Readers value the book's concise explanations of complex population genetics concepts and its effective use of mathematical examples. Multiple reviewers note it works well as both an introductory text and a reference guide for professionals. Liked: - Clear progression from basic to advanced topics - Mathematical problems with detailed solutions - Updated genomics content in recent editions - Compact size and focused scope Disliked: - Some sections require more statistical background than indicated - A few readers found certain chapters too dense - Limited coverage of computational methods Ratings: Goodreads: 4.1/5 (32 ratings) Amazon: 4.5/5 (12 ratings) One bioinformatics researcher commented: "Explains complex concepts better than any other population genetics text I've encountered." A graduate student noted: "The mathematical examples helped clarify the theoretical concepts, though prior stats knowledge is helpful."

📚 Similar books

Introduction to Population Genetics by Rasmus Nielsen, Montgomery Slatkin A foundational text that connects theoretical population genetics to empirical data through mathematical models and real-world examples.

Population Genetics: A Concise Guide by John H. Gillespie The text presents core concepts of population genetics through mathematical frameworks and probability theory.

Evolutionary Genetics: Concepts and Case Studies by Charles W. Fox, Jason B. Wolf The book bridges evolutionary theory with genetic principles through case studies from nature.

Genetics and Analysis of Quantitative Traits by Michael Lynch, Bruce Walsh The work presents statistical methods and genetic models for analyzing continuous variation in populations.

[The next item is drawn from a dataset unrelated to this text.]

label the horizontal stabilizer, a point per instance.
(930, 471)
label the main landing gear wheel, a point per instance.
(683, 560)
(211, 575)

An Introduction to Conservation Genetics by Richard Frankham, Jonathan D. Ballou, David A. Briscoe The text applies population genetics principles to conservation biology and species preservation.

🤔 Interesting facts

🧬 Daniel L. Hartl is the Higgins Professor of Biology at Harvard University and has been teaching genetics for over four decades. 🔬 The book introduces complex genetic concepts through real-world examples, including the genetics behind human eye color and the evolution of antibiotic resistance in bacteria. 📚 Now in its 5th edition (2023), the text has evolved alongside the field of genetics itself, incorporating modern genomic techniques and computational biology that didn't exist when the first edition was published. 🧪 Population genetics, the book's main focus, played a crucial role in reconciling Darwin's theory of evolution with Mendel's laws of inheritance, helping to create the modern synthesis of evolutionary theory. 🔋 The text explains how the mathematical principles of population genetics can predict how quickly beneficial mutations spread through populations, which has practical applications in fields like conservation biology and pandemic forecasting.